On the other hand, product managers handling the development and design of a new product experience will absolutely be focused on the overall user journey, supported by user flows for each specific function. They inherently need a holistic focus that captures not just the nitty gritty steps in a flow, but the emotions and thoughts, and feelings in the journey.

And finally, if you’re a non-product executive, you’re likely more curious to read and give feedback on the user journey, because it’s a higher-level document. You might get your hands dirty with user flow analysis if there’s a large issue with onboarding, for example, but otherwise, it is unlikely to be a part of your day-to-day work.

The issue with user flow and user journey mapping

One of the biggest blockers for a great user journey map is a clear understanding of your user's actual intent, desires, and responses to actions. Obviously, any product manager would take more insight into all of these so that they can improve their mapping and, ultimately, their product.

But how do you do this?

The answer is better, clearer user intent data.

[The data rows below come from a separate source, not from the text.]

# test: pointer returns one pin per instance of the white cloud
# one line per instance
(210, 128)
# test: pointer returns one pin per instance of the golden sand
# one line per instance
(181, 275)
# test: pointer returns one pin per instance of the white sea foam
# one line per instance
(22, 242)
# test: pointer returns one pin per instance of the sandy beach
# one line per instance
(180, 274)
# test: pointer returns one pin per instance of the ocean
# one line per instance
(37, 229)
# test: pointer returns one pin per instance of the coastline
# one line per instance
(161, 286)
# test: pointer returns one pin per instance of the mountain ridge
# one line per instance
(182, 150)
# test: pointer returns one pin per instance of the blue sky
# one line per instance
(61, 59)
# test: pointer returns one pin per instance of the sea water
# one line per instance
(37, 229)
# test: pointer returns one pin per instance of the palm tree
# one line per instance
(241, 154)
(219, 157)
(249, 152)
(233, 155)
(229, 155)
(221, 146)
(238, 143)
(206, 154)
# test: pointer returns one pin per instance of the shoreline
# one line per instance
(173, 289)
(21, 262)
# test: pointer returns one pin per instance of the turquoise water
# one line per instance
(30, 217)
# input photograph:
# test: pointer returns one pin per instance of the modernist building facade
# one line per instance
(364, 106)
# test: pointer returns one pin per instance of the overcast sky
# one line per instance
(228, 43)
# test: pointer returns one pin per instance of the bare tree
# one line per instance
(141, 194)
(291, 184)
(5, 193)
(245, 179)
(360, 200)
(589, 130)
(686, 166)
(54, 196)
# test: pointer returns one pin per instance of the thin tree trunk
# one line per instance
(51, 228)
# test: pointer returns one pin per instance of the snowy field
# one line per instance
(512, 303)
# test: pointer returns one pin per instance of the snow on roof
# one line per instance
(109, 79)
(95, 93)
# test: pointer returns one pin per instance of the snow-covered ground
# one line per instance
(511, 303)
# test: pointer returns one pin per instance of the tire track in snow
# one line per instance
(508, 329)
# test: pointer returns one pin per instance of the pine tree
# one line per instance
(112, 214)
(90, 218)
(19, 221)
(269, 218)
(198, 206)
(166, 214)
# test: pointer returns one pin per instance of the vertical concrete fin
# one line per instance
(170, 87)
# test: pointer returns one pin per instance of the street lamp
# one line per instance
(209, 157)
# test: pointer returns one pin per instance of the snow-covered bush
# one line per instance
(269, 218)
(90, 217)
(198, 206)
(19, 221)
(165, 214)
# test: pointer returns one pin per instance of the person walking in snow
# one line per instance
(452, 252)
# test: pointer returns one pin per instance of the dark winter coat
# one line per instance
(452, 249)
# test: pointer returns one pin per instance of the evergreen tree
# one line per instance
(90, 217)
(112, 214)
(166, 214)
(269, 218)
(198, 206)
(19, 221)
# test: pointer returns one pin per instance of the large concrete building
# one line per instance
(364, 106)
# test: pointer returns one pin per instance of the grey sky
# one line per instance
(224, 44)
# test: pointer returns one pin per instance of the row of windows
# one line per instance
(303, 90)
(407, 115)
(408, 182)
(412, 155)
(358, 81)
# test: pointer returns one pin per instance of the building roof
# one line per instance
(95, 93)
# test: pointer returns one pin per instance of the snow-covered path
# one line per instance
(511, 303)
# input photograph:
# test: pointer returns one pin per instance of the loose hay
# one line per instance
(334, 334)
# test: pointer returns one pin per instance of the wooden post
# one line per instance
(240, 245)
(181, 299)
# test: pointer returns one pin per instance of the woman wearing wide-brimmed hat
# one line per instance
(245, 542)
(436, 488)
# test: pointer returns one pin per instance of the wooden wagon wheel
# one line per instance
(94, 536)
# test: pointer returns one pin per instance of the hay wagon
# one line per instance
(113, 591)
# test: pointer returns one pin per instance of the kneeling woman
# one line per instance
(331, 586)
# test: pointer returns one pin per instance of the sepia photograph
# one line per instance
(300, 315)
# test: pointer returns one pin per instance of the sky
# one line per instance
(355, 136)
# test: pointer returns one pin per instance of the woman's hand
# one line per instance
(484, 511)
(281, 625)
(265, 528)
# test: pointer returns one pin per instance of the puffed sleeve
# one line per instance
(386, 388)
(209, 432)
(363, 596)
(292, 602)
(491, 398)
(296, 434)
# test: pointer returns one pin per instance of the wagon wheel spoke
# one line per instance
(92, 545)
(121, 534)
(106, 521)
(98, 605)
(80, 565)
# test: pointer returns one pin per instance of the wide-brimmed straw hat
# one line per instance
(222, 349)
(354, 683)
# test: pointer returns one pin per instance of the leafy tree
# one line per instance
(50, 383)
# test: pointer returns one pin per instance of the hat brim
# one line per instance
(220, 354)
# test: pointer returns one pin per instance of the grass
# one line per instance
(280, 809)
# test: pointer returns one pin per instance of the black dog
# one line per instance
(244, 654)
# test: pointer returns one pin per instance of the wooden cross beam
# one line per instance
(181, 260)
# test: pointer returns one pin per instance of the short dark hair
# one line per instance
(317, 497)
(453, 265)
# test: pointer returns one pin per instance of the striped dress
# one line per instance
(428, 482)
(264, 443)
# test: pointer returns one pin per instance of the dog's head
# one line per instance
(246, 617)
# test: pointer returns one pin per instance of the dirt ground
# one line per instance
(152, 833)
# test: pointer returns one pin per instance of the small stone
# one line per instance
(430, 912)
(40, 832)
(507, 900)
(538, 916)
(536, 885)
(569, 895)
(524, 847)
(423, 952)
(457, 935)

Before I discuss this, let’s consider the current state of play for a SaaS business that does not do this.

They might have some quantitative data around fall off and turn at different stages of their funnel, along with some session recordings and heat Maps. They turn this into what they believe to be a great model of their user's flow or journey through their product.

The reality?

Even the best mental models fail when they hit the real world because they don't rely on real data. If you're a brand new startup with no users, research, competitive mapping, and some educated guessing are the best options.

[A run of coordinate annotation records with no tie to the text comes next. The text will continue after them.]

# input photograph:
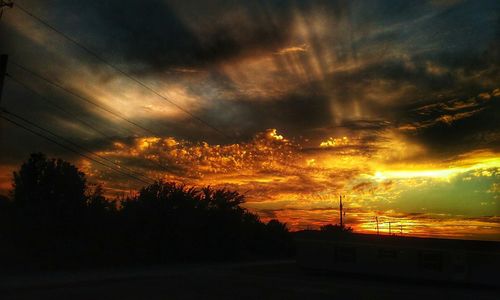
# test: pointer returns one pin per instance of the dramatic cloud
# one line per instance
(393, 104)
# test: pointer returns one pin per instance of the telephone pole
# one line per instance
(3, 71)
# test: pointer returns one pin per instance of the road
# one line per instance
(263, 280)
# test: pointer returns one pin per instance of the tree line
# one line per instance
(54, 219)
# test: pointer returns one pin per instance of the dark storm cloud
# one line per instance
(152, 36)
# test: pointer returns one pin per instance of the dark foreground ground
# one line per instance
(264, 280)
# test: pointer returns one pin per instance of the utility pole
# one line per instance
(3, 71)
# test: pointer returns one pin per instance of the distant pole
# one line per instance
(3, 71)
(340, 211)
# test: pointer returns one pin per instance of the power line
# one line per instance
(80, 120)
(73, 143)
(68, 148)
(119, 70)
(57, 106)
(86, 99)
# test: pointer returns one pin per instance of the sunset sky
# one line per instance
(394, 104)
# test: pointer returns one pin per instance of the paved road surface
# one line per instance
(266, 280)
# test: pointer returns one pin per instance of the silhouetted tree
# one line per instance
(50, 188)
(60, 221)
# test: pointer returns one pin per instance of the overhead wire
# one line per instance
(121, 71)
(72, 150)
(78, 119)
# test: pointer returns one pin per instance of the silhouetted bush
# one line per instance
(55, 219)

But if you have a user base, and you're not leveraging intent data to inform your mapping, you’re missing out.

So, how does user intent data actually help?

For many of you, when I say “user intent data” your head might jump to:

  • CTR
  • Heatmaps
  • Session recordings
  • Customer service report

And there’s no problem with that: those are certainly good data points!

But you can do better and get an even clearer picture of what your users want to do and how they respond to your user flow. This will help create a stronger, more accurate picture of their behavior.

You can do this by leveraging clear natural language inputs from your user.

An example might be reviewing your CX tickets and using data analysis to find common questions and requests.

But you can do this fairly simply (on steroids) with an AI Copilot. One common way we see users leveraging our Copilot for better user intent data and user flow + journey mapping is:

  1. Give Copilot all of your help documentation, knowledge base resources, and other materials.
  2. Allow it to be your point of contact with users, answering questions, directing them to actions you set up, and generally being a much more responsive and fast agent than a human or a static help center
  3. Over time, collect more and more user inputs
  4. Turn these questions, concerns, and other natural language queries into a huge source of knowledge for your entire company. Get insight into the true mind of your user by seeing their experience in their own natural text.
  5. Action these insights into better user flow and journey maps, and concrete product improvements.

You can quickly see how powerful this can be. How do your users talk about your product? Where do your help documents fall short, forcing the Copilot to send them to an agent? Why do folks get frustrated?

User flow and user journey mapping are better when you have robust user intent data to support them!